Do think of counselors as a resource
Camp counselors and other employees can help "coach" children toward friendships, says Flight.
Counselors at her camp — many of whom are former campers — work to help children socially. At the beginning of a session, campers play games designed to help them learn names and develop camaraderie. At meals the first week, "big sister" campers are assigned to "little sisters" two years younger.
Counselors encourage children to be resilient and not to give up, Flight says. "Generally kids who are not making friends have those social-skill deficits ... They need more coaching about how to pitch in or step back a little bit and let kids come to them."
Staffers shut down bullying, but they also recognize that sometimes the word is overused, Flight says. "If someone says they don't want to play with you, she's not bullying you," Flight offers.

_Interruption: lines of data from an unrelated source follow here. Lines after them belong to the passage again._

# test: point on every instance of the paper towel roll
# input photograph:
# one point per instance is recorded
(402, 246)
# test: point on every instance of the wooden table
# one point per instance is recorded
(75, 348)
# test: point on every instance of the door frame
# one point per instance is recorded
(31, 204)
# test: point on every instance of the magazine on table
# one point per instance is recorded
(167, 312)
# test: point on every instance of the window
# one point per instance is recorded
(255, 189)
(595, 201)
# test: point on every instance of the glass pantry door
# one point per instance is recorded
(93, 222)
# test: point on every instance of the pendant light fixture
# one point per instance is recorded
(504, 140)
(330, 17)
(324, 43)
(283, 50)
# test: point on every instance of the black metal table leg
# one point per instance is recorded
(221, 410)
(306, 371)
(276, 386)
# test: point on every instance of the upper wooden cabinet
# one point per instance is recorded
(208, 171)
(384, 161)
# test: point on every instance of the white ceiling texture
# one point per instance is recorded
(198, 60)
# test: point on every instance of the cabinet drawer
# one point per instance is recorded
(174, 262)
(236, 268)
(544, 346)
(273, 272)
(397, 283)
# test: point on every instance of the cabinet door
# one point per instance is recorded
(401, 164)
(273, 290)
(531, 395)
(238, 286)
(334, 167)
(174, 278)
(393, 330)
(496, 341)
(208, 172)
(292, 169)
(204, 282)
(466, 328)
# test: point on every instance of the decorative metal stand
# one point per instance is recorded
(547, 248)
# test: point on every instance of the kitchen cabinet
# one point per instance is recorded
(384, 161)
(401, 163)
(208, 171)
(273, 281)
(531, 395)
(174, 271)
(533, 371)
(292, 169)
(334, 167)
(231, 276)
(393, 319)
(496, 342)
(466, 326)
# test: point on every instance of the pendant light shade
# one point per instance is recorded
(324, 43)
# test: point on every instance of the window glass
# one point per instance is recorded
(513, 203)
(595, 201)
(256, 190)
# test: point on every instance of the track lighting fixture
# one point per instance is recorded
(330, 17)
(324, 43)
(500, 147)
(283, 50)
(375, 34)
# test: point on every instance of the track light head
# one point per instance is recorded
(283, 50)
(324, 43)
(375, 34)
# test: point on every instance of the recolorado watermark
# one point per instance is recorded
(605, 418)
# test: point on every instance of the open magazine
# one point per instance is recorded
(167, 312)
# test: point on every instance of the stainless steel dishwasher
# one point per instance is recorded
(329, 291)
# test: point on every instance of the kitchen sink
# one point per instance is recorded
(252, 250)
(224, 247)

Try again another time, or look for a different playmate, she suggests to children.
Don't hang on too tight
Parents can help their kids by letting go, says Flight. "The thing about making friends is that the person who's going to be the friend and make the friend has to be the one doing it."
Children need independence, and it's part of growing up, Flight continues. Parents who send a message to their children that they can be successful — and autonomous — at camp help them get along and find their true selves.
Don't cave in to homesickness
Every parent dreads the letter from camp that laments: "I hate it here" or "Can you pick me up now?"
At least a few children leave camp early. But staffers say that most of those who get sad or homesick learn to ride through the lows and are stronger for it. Parents, too.
Maggie Gardner, mother of Aidan, also has a daughter, Emma, who is now 16. Both kids went to Killooleet. Before they left, she talked with them about the potential for down moments. And while they were there, Gardner sent letters that emphasized positive things about camp: "Tell me something funny your bunkmate did," she wrote.
At camp, Emma experienced some "social drama," as her mother put it, but wound up loving camp, and, like her brother, making lasting friends.
But Gardner cautions that if kids go to camp expecting it to be awesome every minute, they're going to be disappointed.
"I feel like giving them permission to not have it always be hearts and flowers and rainbows actually allows them to have more of a heart-and-rainbows time," she says.
Both her children strengthened their social skills at camp, Gardner reports. "I feel like it kind of forced them to figure out those tricky, interpersonal things that, frankly, I'm still working on," Gardner says. "They couldn't really run to us and say so-and-so is a big fat jerk today."
Hoehn, whose son went to Windridge, also cautions against pulling kids out of camp sessions for soccer tournaments or other events. "When they are at camp," she says, "let them be at camp and really immerse themselves in that situation."
Do encourage kids to be themselves
Kuypers, director of Camp Abnaki, points out: "The kids that aren't so guarded make friends well."
Aidan Gardner's advice is along the same lines: "Just be yourself." If "you kind of portray this fake image of who you are for eight weeks, it's not really going to work."
Kids who feel homesick or nervous at the beginning of camp should make one solid friend first, and go from there, Aidan suggests. "Make it so your first friend really, really has your back and then you can slowly start making friends with everyone," he says.
And remember that camp friendships might take a little time to develop, so be patient and, if need be, make the first move. "Don't try to stay back," he says. "Start conversations."
Kuypers notes that campers who share their juggling skills, card tricks or other hobbies almost always get a response.